Rate Limiting Algorithms

Algorithm Comparison

Before diving into implementations, understand when each algorithm fits:

1. Fixed Window Counter

The simplest algorithm. Divide time into fixed windows (e.g., each minute). Count requests in the current window.

How It Works

Window: each 60-second period starting at :00
Limit: 100 requests per window

Time 0:55 → count=95 → allowed
Time 0:59 → count=99 → allowed
Time 0:59 → count=100 → allowed
Time 1:00 → NEW WINDOW → count=1 → allowed
Time 1:00 → count=2 → allowed

The Boundary Burst Problem

A client can make 100 requests at 0:59 (in window 1) and 100 requests at 1:00 (in window 2).
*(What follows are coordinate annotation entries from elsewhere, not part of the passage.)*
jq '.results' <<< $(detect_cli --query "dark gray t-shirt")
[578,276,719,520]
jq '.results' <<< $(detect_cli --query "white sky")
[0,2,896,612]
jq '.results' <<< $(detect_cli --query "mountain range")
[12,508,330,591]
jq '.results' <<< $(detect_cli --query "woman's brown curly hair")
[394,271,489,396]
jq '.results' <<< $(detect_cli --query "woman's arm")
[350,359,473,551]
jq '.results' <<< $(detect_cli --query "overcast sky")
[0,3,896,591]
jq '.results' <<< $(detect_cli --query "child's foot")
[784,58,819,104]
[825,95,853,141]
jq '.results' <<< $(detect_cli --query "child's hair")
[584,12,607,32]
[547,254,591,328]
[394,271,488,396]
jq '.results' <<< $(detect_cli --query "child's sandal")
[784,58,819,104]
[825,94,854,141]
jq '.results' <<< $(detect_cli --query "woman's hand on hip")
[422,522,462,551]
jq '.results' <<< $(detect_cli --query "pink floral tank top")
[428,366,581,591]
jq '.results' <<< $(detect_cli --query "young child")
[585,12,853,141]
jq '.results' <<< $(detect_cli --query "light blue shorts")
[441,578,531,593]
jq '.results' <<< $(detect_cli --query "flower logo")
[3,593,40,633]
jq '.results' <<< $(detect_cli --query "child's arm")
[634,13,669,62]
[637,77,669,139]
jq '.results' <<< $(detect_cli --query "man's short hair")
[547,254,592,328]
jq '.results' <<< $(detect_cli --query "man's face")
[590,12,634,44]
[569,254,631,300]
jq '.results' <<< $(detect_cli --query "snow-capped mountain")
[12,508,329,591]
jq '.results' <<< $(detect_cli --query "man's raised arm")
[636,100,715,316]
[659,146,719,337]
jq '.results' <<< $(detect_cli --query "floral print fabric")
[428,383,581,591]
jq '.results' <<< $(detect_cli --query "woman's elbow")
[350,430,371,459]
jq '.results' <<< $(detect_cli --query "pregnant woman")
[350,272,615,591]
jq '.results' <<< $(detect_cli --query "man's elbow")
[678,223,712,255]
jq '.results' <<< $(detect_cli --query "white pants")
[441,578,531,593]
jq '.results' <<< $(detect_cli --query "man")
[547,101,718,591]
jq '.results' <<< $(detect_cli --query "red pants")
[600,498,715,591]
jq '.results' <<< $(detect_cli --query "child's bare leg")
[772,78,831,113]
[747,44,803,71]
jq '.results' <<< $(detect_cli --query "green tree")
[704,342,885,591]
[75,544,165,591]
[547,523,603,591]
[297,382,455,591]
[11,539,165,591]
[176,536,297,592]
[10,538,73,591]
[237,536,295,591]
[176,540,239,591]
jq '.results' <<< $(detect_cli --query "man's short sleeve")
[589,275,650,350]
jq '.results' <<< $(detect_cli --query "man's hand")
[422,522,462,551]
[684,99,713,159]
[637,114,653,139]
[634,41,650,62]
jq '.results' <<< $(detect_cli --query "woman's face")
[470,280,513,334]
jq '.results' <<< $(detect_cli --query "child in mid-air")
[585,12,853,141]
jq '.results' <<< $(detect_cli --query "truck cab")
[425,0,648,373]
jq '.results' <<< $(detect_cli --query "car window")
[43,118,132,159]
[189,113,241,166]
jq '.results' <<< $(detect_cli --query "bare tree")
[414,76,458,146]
In a 2-second span, they made 200 requests — double the limit.

max_burst = 2 \times limit

This is the fundamental weakness of fixed windows.

Implementation

typescript

import Redis from 'ioredis';

export interface RateLimitResult {
  allowed: boolean;
  remaining: number;
  resetAt: number;      // Unix timestamp when the window resets
  retryAfterSeconds: number;
}

export class FixedWindowRateLimiter {
  constructor(
    private readonly redis: Redis,
    private readonly prefix = 'rl:fw:'
  ) {}

  async checkAndConsume(params: {
    key: string;
    limit: number;
    windowSeconds: number;
  }): Promise<RateLimitResult> {
    const { key, limit, windowSeconds } = params;

    // Align window to clock boundaries (e.g., 0-60, 60-120 for 60s windows)
    const now = Date.now();
    const windowStart = Math.floor(now / (windowSeconds * 1000)) * windowSeconds * 1000;
    const windowEnd = windowStart + windowSeconds * 1000;
    const resetAt = Math.floor(windowEnd / 1000);

    const redisKey = `${this.prefix}${key}:${windowStart}`;

    // Atomic increment + set TTL
    // Lua script ensures atomicity
    const luaScript = `
      local current = redis.call('INCR', KEYS[1])
      if current == 1 then
        redis.call('PEXPIREAT', KEYS[1], ARGV[1])
      end
      return current
    `;

    const count = await this.redis.eval(
      luaScript,
      1,
      redisKey,
      String(windowEnd)
    ) as number;

    const remaining = Math.max(0, limit - count);
    const allowed = count <= limit;

    return {
      allowed,
      remaining,
      resetAt,
      retryAfterSeconds: allowed ? 0 : Math.ceil((windowEnd - now) / 1000),
    };
  }
}

Performance Characteristics

Metric	Value
Time complexity	O(1)
Space complexity	O(unique keys)
Redis operations	1 (atomic Lua)
Latency	0.5-2ms
Accuracy	Poor (2× burst at boundary)

2. Sliding Window Log

Stores the exact timestamp of each request. The window "slides" with time — always looking at the last N seconds.

How It Works

Limit: 5 requests per 60 seconds (sliding window)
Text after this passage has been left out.